The sources for Novak's assertion about Wilson's wife appear to be "two senior administration officials." If so, a pair of top Bush officials told a reporter the name of a CIA operative who apparently has worked under what's known as "nonofficial cover" and who has had the dicey and difficult mission of tracking parties trying to buy or sell weapons of mass destruction or WMD material.
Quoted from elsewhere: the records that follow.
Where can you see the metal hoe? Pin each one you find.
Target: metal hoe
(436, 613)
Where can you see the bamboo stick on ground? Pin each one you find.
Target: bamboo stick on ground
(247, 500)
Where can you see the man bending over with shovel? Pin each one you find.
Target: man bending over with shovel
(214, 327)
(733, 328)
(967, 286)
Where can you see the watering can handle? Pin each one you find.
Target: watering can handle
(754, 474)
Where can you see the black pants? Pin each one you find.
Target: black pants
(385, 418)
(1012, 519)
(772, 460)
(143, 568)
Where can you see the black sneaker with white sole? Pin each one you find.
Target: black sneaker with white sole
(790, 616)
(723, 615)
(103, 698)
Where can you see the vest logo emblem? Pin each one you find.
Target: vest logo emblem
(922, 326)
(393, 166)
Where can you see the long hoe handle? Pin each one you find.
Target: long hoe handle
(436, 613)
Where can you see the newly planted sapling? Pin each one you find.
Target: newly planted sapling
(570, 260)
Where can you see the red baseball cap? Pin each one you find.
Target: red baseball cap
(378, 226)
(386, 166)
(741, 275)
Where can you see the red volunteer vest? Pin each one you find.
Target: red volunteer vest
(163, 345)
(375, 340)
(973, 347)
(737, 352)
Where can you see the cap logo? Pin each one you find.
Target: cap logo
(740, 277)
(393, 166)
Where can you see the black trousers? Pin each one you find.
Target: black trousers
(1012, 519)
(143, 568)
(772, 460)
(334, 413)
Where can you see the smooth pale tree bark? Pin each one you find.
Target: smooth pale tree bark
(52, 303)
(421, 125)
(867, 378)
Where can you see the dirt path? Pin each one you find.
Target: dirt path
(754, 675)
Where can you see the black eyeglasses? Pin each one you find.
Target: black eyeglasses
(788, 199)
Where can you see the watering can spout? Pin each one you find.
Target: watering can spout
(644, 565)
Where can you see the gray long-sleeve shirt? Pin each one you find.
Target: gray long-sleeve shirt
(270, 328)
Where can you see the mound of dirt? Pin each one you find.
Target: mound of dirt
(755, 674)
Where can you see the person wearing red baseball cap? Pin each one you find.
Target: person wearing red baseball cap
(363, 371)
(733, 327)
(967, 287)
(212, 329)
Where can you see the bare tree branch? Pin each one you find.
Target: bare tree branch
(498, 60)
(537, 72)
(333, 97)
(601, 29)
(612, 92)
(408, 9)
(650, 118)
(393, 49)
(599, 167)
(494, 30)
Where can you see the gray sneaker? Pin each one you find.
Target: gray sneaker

If Wilson's wife is such a person--and the CIA is unlikely to have many employees like her--her career has been destroyed by the Bush administration. (Assuming she did not tell friends and family about her real job, these Bush officials have also damaged her personal life.) Without acknowledging whether she is a deep-cover CIA employee, Wilson says, "Naming her this way would have compromised every operation, every relationship, every network with which she had been associated in her entire career. This is the stuff of Kim Philby and Aldrich Ames." If she is not a CIA employee and Novak is reporting accurately, then the White House has wrongly branded a woman known to friends as an energy analyst for a private firm as a CIA officer. That would not likely do her much good.

This is not only a possible breach of national security; it is a potential violation of law. Under the Intelligence Identities Protection Act of 1982, it is a crime for anyone who has access to classified information to disclose intentionally information identifying a covert agent.

As even Mr. Corn reconstructs the matter, it certainly appears that he intentionally wrote about her being covert while Mr. Novak simply outed her as a generic CIA officer--of course, it's all elementary since she was not in the event a covert agent after all, just an operative.

Posted by Orrin Judd at September 16, 2006 7:27 AM

Note how Mr. Corn is eager to pass himself off as a nice-enough guy to be "friendly" to conservative Republicans, but is likewise eager to assure his readers that he's not actually friends with those bastards.

Posted by: Matt Murphy at September 16, 2006 3:29 PM

David Corn is caught in the headlights, and he doesn't like it one bit - he is "reconstructing" his story and lashing out at those who merely quote his words of July 16, 2003.

When it was just the moonbat footlights shining on him, he was just fine, of course.

Wait until he has to give a deposition in the Plame suit. Joe and Valerie's iconic status in the media will disappear like the soft dew once all the journalists start getting subpeonas. Will any of them risk a lie? Perhaps we will see the "sources" and the reporters play 'duck, duck, goose' in court. Or (even better), 'red rover'.